There are several options, all of which would require cooperation with Wake’s cities and towns. Here are some of the consultants’ suggestions:

▪ Make affordable housing more appealing to developers.

North Carolina state law prohibits mandatory inclusionary zoning, which requires a certain amount of new construction to include affordable housing. But municipalities and counties can offer such zoning on a voluntary basis.

For example, a developer could be allowed to build 10 units per acre instead of four, as long as one unit is designated as affordable housing. In exchange, developers could get an expedited permitting process, rebates on fees or reduced parking requirements.

▪ Homeowners could be allowed to build “granny flats” on their property. These small units could be rented out, providing affordable options for families while offering a new source of income for property owners.

▪ Make the approval process faster.

Municipalities could allow proposed projects to skip some bureaucratic steps. That means city staff could approve new development without projects going before a governing board.

How much will it cost?

It’s unclear how much Wake will spend on affordable housing.
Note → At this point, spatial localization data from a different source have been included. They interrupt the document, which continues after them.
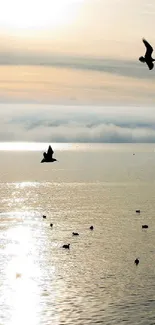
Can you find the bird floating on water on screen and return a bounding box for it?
[142,224,148,229]
[139,38,155,70]
[72,232,79,236]
[62,244,70,249]
[43,215,46,219]
[50,223,53,228]
[41,145,57,163]
[136,210,140,213]
[90,226,94,230]
[134,258,139,266]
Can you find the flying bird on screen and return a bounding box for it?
[41,145,57,163]
[139,38,155,70]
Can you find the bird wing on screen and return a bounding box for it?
[40,152,46,163]
[146,60,154,70]
[43,152,47,159]
[47,145,54,158]
[143,38,153,57]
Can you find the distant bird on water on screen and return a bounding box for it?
[142,224,148,229]
[134,258,139,266]
[41,145,57,163]
[72,232,79,236]
[139,38,155,70]
[43,215,46,219]
[62,244,70,249]
[90,225,94,230]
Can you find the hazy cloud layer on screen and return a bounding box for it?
[0,104,155,143]
[0,52,154,80]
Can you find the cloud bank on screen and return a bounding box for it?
[1,104,155,143]
[0,52,154,80]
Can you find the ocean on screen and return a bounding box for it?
[0,143,155,325]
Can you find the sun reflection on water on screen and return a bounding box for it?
[14,182,39,189]
[7,271,40,325]
[4,225,42,325]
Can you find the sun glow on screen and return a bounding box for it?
[0,0,83,31]
[4,226,41,325]
[0,142,72,151]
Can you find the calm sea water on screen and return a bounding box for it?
[1,143,155,325]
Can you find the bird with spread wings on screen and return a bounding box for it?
[41,145,57,163]
[139,38,155,70]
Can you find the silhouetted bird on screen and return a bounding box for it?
[142,224,148,229]
[62,244,70,249]
[139,38,155,70]
[43,215,46,219]
[134,258,139,265]
[50,223,53,228]
[136,210,140,213]
[90,225,94,230]
[72,232,79,236]
[41,145,57,163]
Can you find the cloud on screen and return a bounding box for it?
[0,104,155,143]
[21,122,155,143]
[0,51,154,80]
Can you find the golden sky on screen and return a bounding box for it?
[1,0,155,57]
[0,0,154,106]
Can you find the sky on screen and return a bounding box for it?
[0,0,155,143]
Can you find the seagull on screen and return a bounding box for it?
[139,38,155,70]
[41,145,57,163]
[134,258,139,266]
Some options, like changing the way new projects are approved, wouldn’t cost anything.

About $5 million in local funding would amount to between 200 and 350 affordable-housing units, according to consultants.

Voters could be asked next year to borrow money for affordable housing. Commissioners could include it as part of a bond referendum for school construction.

Hutchinson said he wants to ask voters to increase the local sales tax rate by one-fourth of a cent to pay for affordable housing. He said the change would generate $40 million a year – $10 million of which would go to affordable housing, with the rest paying for parks, greenways and open space.

“I have a hard time thinking we can fund affordable housing unless we do something like that,” Hutchinson said.